Thereafter, for two years, Dr. King and the other leaders wrestled with their consciences as the war's death and destruction mounted.
Then in 1967, Dr. King made his decision, and asked Vince to draft a powerful speech.
What Vince drafted was highly controversial.
Entitled, "A Time to Break Silence," Dr. King made this speech at Riverside Church in New York on April 4th, 1967, exactly one year to the day, before his 1968 assassination. Here is a small segment:
"Somehow this madness must cease. We must stop now. I speak as a child of God and brother to the suffering poor of Vietnam. I speak for those whose land is being laid waste, whose homes are being destroyed, whose culture is being subverted. I speak for the poor of America who are paying the double price of smashed hopes at home and death and corruption in Vietnam. I speak as a citizen of the world, for the world as it stands aghast at the path we have taken. I speak as an American to the leaders of my own nation. The great initiative of this war is ours. The initiative to stop it must be ours."

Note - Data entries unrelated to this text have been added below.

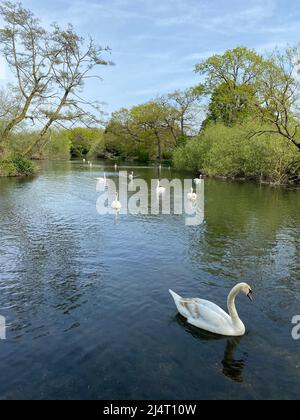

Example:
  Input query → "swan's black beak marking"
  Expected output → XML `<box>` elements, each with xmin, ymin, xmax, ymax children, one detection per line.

<box><xmin>247</xmin><ymin>290</ymin><xmax>253</xmax><ymax>302</ymax></box>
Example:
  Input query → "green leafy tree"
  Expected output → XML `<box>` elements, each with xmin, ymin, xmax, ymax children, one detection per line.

<box><xmin>105</xmin><ymin>101</ymin><xmax>180</xmax><ymax>161</ymax></box>
<box><xmin>205</xmin><ymin>82</ymin><xmax>258</xmax><ymax>126</ymax></box>
<box><xmin>253</xmin><ymin>47</ymin><xmax>300</xmax><ymax>152</ymax></box>
<box><xmin>130</xmin><ymin>102</ymin><xmax>174</xmax><ymax>160</ymax></box>
<box><xmin>196</xmin><ymin>47</ymin><xmax>265</xmax><ymax>127</ymax></box>
<box><xmin>195</xmin><ymin>47</ymin><xmax>265</xmax><ymax>91</ymax></box>
<box><xmin>68</xmin><ymin>128</ymin><xmax>105</xmax><ymax>158</ymax></box>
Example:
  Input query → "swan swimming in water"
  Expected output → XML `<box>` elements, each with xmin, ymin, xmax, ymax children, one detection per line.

<box><xmin>96</xmin><ymin>173</ymin><xmax>106</xmax><ymax>184</ymax></box>
<box><xmin>187</xmin><ymin>187</ymin><xmax>197</xmax><ymax>201</ymax></box>
<box><xmin>111</xmin><ymin>192</ymin><xmax>122</xmax><ymax>211</ymax></box>
<box><xmin>169</xmin><ymin>283</ymin><xmax>253</xmax><ymax>337</ymax></box>
<box><xmin>194</xmin><ymin>175</ymin><xmax>203</xmax><ymax>185</ymax></box>
<box><xmin>156</xmin><ymin>181</ymin><xmax>166</xmax><ymax>195</ymax></box>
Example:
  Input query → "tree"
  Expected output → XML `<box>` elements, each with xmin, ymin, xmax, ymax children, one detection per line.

<box><xmin>107</xmin><ymin>108</ymin><xmax>141</xmax><ymax>143</ymax></box>
<box><xmin>0</xmin><ymin>1</ymin><xmax>112</xmax><ymax>158</ymax></box>
<box><xmin>195</xmin><ymin>47</ymin><xmax>265</xmax><ymax>91</ymax></box>
<box><xmin>205</xmin><ymin>82</ymin><xmax>258</xmax><ymax>126</ymax></box>
<box><xmin>196</xmin><ymin>46</ymin><xmax>300</xmax><ymax>153</ymax></box>
<box><xmin>105</xmin><ymin>101</ymin><xmax>180</xmax><ymax>161</ymax></box>
<box><xmin>0</xmin><ymin>87</ymin><xmax>20</xmax><ymax>129</ymax></box>
<box><xmin>195</xmin><ymin>47</ymin><xmax>265</xmax><ymax>126</ymax></box>
<box><xmin>130</xmin><ymin>102</ymin><xmax>173</xmax><ymax>160</ymax></box>
<box><xmin>68</xmin><ymin>127</ymin><xmax>104</xmax><ymax>158</ymax></box>
<box><xmin>0</xmin><ymin>1</ymin><xmax>56</xmax><ymax>144</ymax></box>
<box><xmin>254</xmin><ymin>47</ymin><xmax>300</xmax><ymax>152</ymax></box>
<box><xmin>23</xmin><ymin>23</ymin><xmax>112</xmax><ymax>157</ymax></box>
<box><xmin>158</xmin><ymin>87</ymin><xmax>204</xmax><ymax>140</ymax></box>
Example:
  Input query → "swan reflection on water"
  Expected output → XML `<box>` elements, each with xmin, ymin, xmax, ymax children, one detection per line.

<box><xmin>175</xmin><ymin>314</ymin><xmax>247</xmax><ymax>384</ymax></box>
<box><xmin>113</xmin><ymin>209</ymin><xmax>121</xmax><ymax>224</ymax></box>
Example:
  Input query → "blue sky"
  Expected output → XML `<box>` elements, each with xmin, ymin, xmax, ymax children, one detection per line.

<box><xmin>2</xmin><ymin>0</ymin><xmax>300</xmax><ymax>115</ymax></box>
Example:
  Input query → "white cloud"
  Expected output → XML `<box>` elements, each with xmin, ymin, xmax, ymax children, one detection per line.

<box><xmin>30</xmin><ymin>0</ymin><xmax>151</xmax><ymax>28</ymax></box>
<box><xmin>182</xmin><ymin>51</ymin><xmax>221</xmax><ymax>62</ymax></box>
<box><xmin>255</xmin><ymin>41</ymin><xmax>288</xmax><ymax>53</ymax></box>
<box><xmin>151</xmin><ymin>0</ymin><xmax>276</xmax><ymax>31</ymax></box>
<box><xmin>128</xmin><ymin>87</ymin><xmax>160</xmax><ymax>97</ymax></box>
<box><xmin>115</xmin><ymin>51</ymin><xmax>174</xmax><ymax>60</ymax></box>
<box><xmin>199</xmin><ymin>1</ymin><xmax>276</xmax><ymax>34</ymax></box>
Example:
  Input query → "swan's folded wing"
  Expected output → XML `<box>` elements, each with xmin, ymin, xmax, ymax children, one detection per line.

<box><xmin>180</xmin><ymin>299</ymin><xmax>202</xmax><ymax>319</ymax></box>
<box><xmin>178</xmin><ymin>298</ymin><xmax>230</xmax><ymax>325</ymax></box>
<box><xmin>188</xmin><ymin>304</ymin><xmax>231</xmax><ymax>330</ymax></box>
<box><xmin>197</xmin><ymin>299</ymin><xmax>230</xmax><ymax>321</ymax></box>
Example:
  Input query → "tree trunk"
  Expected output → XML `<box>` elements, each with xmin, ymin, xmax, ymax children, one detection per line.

<box><xmin>22</xmin><ymin>90</ymin><xmax>70</xmax><ymax>158</ymax></box>
<box><xmin>180</xmin><ymin>116</ymin><xmax>184</xmax><ymax>138</ymax></box>
<box><xmin>285</xmin><ymin>134</ymin><xmax>300</xmax><ymax>152</ymax></box>
<box><xmin>291</xmin><ymin>138</ymin><xmax>300</xmax><ymax>151</ymax></box>
<box><xmin>154</xmin><ymin>129</ymin><xmax>162</xmax><ymax>161</ymax></box>
<box><xmin>157</xmin><ymin>139</ymin><xmax>161</xmax><ymax>161</ymax></box>
<box><xmin>1</xmin><ymin>92</ymin><xmax>36</xmax><ymax>143</ymax></box>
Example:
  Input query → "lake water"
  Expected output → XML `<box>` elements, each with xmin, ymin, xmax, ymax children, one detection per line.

<box><xmin>0</xmin><ymin>161</ymin><xmax>300</xmax><ymax>400</ymax></box>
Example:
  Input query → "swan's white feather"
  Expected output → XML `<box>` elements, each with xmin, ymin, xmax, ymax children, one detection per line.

<box><xmin>169</xmin><ymin>288</ymin><xmax>246</xmax><ymax>337</ymax></box>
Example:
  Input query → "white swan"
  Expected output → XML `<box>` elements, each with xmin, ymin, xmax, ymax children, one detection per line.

<box><xmin>129</xmin><ymin>171</ymin><xmax>134</xmax><ymax>181</ymax></box>
<box><xmin>96</xmin><ymin>172</ymin><xmax>106</xmax><ymax>184</ymax></box>
<box><xmin>156</xmin><ymin>181</ymin><xmax>166</xmax><ymax>195</ymax></box>
<box><xmin>169</xmin><ymin>283</ymin><xmax>253</xmax><ymax>337</ymax></box>
<box><xmin>111</xmin><ymin>192</ymin><xmax>122</xmax><ymax>211</ymax></box>
<box><xmin>187</xmin><ymin>187</ymin><xmax>197</xmax><ymax>201</ymax></box>
<box><xmin>194</xmin><ymin>175</ymin><xmax>203</xmax><ymax>185</ymax></box>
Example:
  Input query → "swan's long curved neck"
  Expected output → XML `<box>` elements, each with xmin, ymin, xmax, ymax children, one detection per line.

<box><xmin>227</xmin><ymin>285</ymin><xmax>242</xmax><ymax>325</ymax></box>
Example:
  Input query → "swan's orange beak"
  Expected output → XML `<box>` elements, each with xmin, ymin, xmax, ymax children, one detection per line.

<box><xmin>247</xmin><ymin>290</ymin><xmax>253</xmax><ymax>302</ymax></box>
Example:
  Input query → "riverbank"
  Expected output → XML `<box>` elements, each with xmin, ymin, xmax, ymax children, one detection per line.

<box><xmin>1</xmin><ymin>154</ymin><xmax>299</xmax><ymax>188</ymax></box>
<box><xmin>206</xmin><ymin>174</ymin><xmax>300</xmax><ymax>188</ymax></box>
<box><xmin>0</xmin><ymin>155</ymin><xmax>36</xmax><ymax>177</ymax></box>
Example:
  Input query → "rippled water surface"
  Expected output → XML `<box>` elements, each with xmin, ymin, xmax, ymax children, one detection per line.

<box><xmin>0</xmin><ymin>161</ymin><xmax>300</xmax><ymax>400</ymax></box>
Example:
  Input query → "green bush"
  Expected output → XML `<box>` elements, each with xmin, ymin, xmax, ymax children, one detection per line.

<box><xmin>173</xmin><ymin>136</ymin><xmax>208</xmax><ymax>172</ymax></box>
<box><xmin>135</xmin><ymin>149</ymin><xmax>150</xmax><ymax>162</ymax></box>
<box><xmin>0</xmin><ymin>161</ymin><xmax>18</xmax><ymax>176</ymax></box>
<box><xmin>173</xmin><ymin>120</ymin><xmax>298</xmax><ymax>183</ymax></box>
<box><xmin>0</xmin><ymin>154</ymin><xmax>35</xmax><ymax>177</ymax></box>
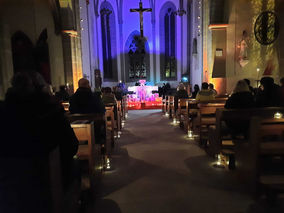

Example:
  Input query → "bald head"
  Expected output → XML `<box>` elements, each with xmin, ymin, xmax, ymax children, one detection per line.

<box><xmin>78</xmin><ymin>78</ymin><xmax>90</xmax><ymax>89</ymax></box>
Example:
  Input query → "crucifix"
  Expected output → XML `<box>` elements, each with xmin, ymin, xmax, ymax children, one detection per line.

<box><xmin>130</xmin><ymin>0</ymin><xmax>152</xmax><ymax>38</ymax></box>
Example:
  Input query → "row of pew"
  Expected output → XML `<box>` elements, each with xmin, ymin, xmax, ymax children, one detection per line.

<box><xmin>48</xmin><ymin>96</ymin><xmax>128</xmax><ymax>213</ymax></box>
<box><xmin>162</xmin><ymin>95</ymin><xmax>284</xmax><ymax>200</ymax></box>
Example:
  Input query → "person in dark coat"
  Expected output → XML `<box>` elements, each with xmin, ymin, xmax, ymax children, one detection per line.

<box><xmin>209</xmin><ymin>83</ymin><xmax>217</xmax><ymax>96</ymax></box>
<box><xmin>69</xmin><ymin>78</ymin><xmax>105</xmax><ymax>114</ymax></box>
<box><xmin>243</xmin><ymin>78</ymin><xmax>255</xmax><ymax>95</ymax></box>
<box><xmin>113</xmin><ymin>86</ymin><xmax>123</xmax><ymax>101</ymax></box>
<box><xmin>225</xmin><ymin>80</ymin><xmax>255</xmax><ymax>109</ymax></box>
<box><xmin>69</xmin><ymin>78</ymin><xmax>106</xmax><ymax>145</ymax></box>
<box><xmin>0</xmin><ymin>72</ymin><xmax>79</xmax><ymax>213</ymax></box>
<box><xmin>255</xmin><ymin>77</ymin><xmax>281</xmax><ymax>107</ymax></box>
<box><xmin>191</xmin><ymin>84</ymin><xmax>200</xmax><ymax>99</ymax></box>
<box><xmin>224</xmin><ymin>80</ymin><xmax>255</xmax><ymax>137</ymax></box>
<box><xmin>55</xmin><ymin>85</ymin><xmax>70</xmax><ymax>102</ymax></box>
<box><xmin>174</xmin><ymin>83</ymin><xmax>189</xmax><ymax>112</ymax></box>
<box><xmin>279</xmin><ymin>77</ymin><xmax>284</xmax><ymax>107</ymax></box>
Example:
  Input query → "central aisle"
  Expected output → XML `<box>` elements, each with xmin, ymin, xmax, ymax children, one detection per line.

<box><xmin>89</xmin><ymin>110</ymin><xmax>253</xmax><ymax>213</ymax></box>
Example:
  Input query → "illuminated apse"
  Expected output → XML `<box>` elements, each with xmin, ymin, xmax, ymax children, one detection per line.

<box><xmin>127</xmin><ymin>80</ymin><xmax>162</xmax><ymax>110</ymax></box>
<box><xmin>79</xmin><ymin>0</ymin><xmax>204</xmax><ymax>90</ymax></box>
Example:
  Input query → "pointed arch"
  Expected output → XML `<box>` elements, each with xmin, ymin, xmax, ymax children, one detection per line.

<box><xmin>159</xmin><ymin>2</ymin><xmax>177</xmax><ymax>80</ymax></box>
<box><xmin>124</xmin><ymin>31</ymin><xmax>150</xmax><ymax>82</ymax></box>
<box><xmin>100</xmin><ymin>1</ymin><xmax>118</xmax><ymax>81</ymax></box>
<box><xmin>11</xmin><ymin>31</ymin><xmax>36</xmax><ymax>74</ymax></box>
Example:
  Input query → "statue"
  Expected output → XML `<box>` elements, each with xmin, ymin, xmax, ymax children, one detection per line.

<box><xmin>237</xmin><ymin>30</ymin><xmax>250</xmax><ymax>68</ymax></box>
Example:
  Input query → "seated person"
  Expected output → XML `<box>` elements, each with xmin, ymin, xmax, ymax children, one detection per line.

Until this speech, Dr. King had been widely viewed as heroic in his courageous fight for human rights in America.
But after the speech, he was instantly vilified by the U.S. political system and by the U.S. news media.
President Johnson slammed the door to the White House on him, most black leaders turned against him for alienating the President, and the New York Times, the Washington Post and most other major news organizations condemned him.
Life magazine claimed the speech was "a demagogic slander that sounded like a script for Radio Hanoi." In other words, Dr. King was treasonous.
But rather than back off the speech, Dr. King would help to lead the U.S. peace movement for the rest of his life. History would prove him and Vince right, as the Vietnam War is now considered by many people around the world to be a horrific disaster.
History often works this way.
People are condemned in their time for ideas that will one day make them heroes. Among those people are Socrates, Jesus, Galileo, Gandhi, Nelson Mandela, Dr. King, and Dr. Vincent Harding.